I do think, however, there is tremendous cause for optimism, and that these conversations are not in vain!


(Phil) #14

Sort a parallel thought is that this is how the Bible was written also, with ideas presented that could be filed into the framework of the day, teaching theology through a 3 layered cosmos with a dome and waters above and below. As we learn more about the universe, those lessons remain the same but we have to integrate them into a new way of organization that makes sense to us.


(Dennis Venema) #15

I think there is value to these sorts of conversations - but often, the value is for the onlookers.


(Laura) #16

Definitely – I’ve learned a lot from such conversations, even ones I didn’t engage in.


(Christy Hemphill) #17

A lot of them probably never change their minds. On the other hand multiple people have written to BioLogos and said that reading those type of conversations over a period of time was what did change their minds. So, I try to remember, when engagement seems like a total waste of time, that the silent audience is often the most affected party. There are far more readers here than posters.


(Chris) #18

How about evolutionists who became creationists? Did they once have the evo pigeonholes and then lost them? Is a form of evolution?
Conversely what about creationists who went over to the dark side. What happened to their pigeonholes?
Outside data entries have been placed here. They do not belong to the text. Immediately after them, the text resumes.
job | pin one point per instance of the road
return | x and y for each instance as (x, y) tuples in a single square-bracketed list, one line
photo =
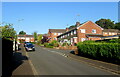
[(48, 61)]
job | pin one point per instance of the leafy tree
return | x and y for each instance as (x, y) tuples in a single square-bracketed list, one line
[(117, 25), (105, 23), (22, 33), (8, 31), (35, 36)]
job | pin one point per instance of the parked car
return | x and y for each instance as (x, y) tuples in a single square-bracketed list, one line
[(29, 47)]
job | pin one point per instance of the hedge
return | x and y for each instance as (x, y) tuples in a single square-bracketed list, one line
[(100, 50)]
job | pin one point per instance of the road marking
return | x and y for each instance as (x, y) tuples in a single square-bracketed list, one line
[(31, 64), (93, 65)]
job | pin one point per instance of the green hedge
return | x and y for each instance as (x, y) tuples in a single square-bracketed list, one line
[(100, 50), (48, 45)]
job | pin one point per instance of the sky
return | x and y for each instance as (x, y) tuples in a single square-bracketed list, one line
[(41, 16)]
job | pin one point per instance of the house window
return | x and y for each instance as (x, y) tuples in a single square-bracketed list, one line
[(82, 30), (55, 33), (93, 31)]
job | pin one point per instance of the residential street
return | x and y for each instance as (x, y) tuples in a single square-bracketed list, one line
[(48, 61)]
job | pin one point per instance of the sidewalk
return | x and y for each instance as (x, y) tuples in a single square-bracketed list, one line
[(98, 64), (21, 65)]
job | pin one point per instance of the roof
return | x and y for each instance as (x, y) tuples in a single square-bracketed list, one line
[(111, 30), (57, 30), (25, 36)]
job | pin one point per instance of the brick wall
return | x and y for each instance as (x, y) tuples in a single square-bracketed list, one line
[(88, 26)]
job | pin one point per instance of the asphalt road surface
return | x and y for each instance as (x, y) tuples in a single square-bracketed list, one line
[(48, 61)]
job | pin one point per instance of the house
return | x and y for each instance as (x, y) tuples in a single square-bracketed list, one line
[(110, 32), (27, 38), (81, 32), (53, 33)]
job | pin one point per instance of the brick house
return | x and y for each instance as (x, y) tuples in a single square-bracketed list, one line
[(110, 32), (53, 33), (81, 32), (27, 38)]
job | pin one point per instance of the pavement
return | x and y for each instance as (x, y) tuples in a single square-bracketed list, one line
[(23, 64)]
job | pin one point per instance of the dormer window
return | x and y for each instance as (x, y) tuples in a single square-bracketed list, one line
[(82, 30)]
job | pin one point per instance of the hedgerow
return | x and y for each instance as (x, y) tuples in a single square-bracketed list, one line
[(100, 50)]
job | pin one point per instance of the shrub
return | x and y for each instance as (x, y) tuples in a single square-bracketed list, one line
[(88, 41), (54, 43), (48, 45), (65, 44), (114, 41), (32, 42), (100, 50)]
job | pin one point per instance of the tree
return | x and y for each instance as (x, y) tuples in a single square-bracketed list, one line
[(106, 23), (22, 33), (8, 31), (35, 36), (117, 25)]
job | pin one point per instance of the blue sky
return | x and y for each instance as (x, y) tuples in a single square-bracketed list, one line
[(41, 16)]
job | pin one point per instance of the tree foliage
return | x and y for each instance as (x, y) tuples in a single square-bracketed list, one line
[(22, 33), (8, 31), (106, 23)]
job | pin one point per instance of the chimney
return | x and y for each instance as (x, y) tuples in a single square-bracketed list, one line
[(67, 29), (77, 23)]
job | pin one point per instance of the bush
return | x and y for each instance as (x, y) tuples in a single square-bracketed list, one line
[(48, 45), (32, 42), (65, 44), (100, 50), (88, 41), (114, 41)]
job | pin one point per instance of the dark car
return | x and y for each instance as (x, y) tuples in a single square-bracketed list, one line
[(29, 47)]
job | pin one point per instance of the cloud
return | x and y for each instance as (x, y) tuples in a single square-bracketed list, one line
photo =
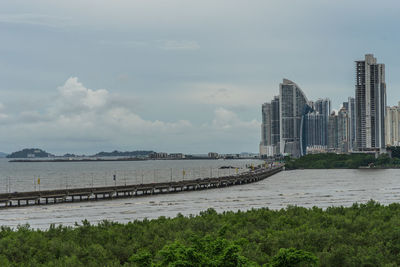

Or maybe this is just another one of those rubbish ideas you find on the internet. Perhaps the truth is that some creationists really do understand evolution.


(David Heddle) #19

Mostly the cesspool of commenters, but not exclusively. For example, PZ Myers was/is not noted for his tolerance (of anything).


(Phil) #20

No doubt, but understanding the concept really has little to do with it. I would bet Todd Wood could teach me a lot about evolution, as well as other things. But, it still does not fit in his worldview filing system, and has to be put aside or trimmed up to fit in the slot. Likewise, literalism in early Genesis does not fit in the filing system of the usual EC person, and has to be set aside. It is sort of like the Lock Ness monster in the article, you have to believe it before you can see it.
As to people who make the change either way, I would hold that it is not an intellectual decision on the validity of the evidence, but rather a decision to change the “filing system” and then to see what fits, although the evidence may make you consider changing the system. Of course, here we are talking theology and interpretation.
(By the way, the quote you used, Chris, was from the article, not from me, but no big deal. It just confused me and I had to go back and look to see if I really said that.)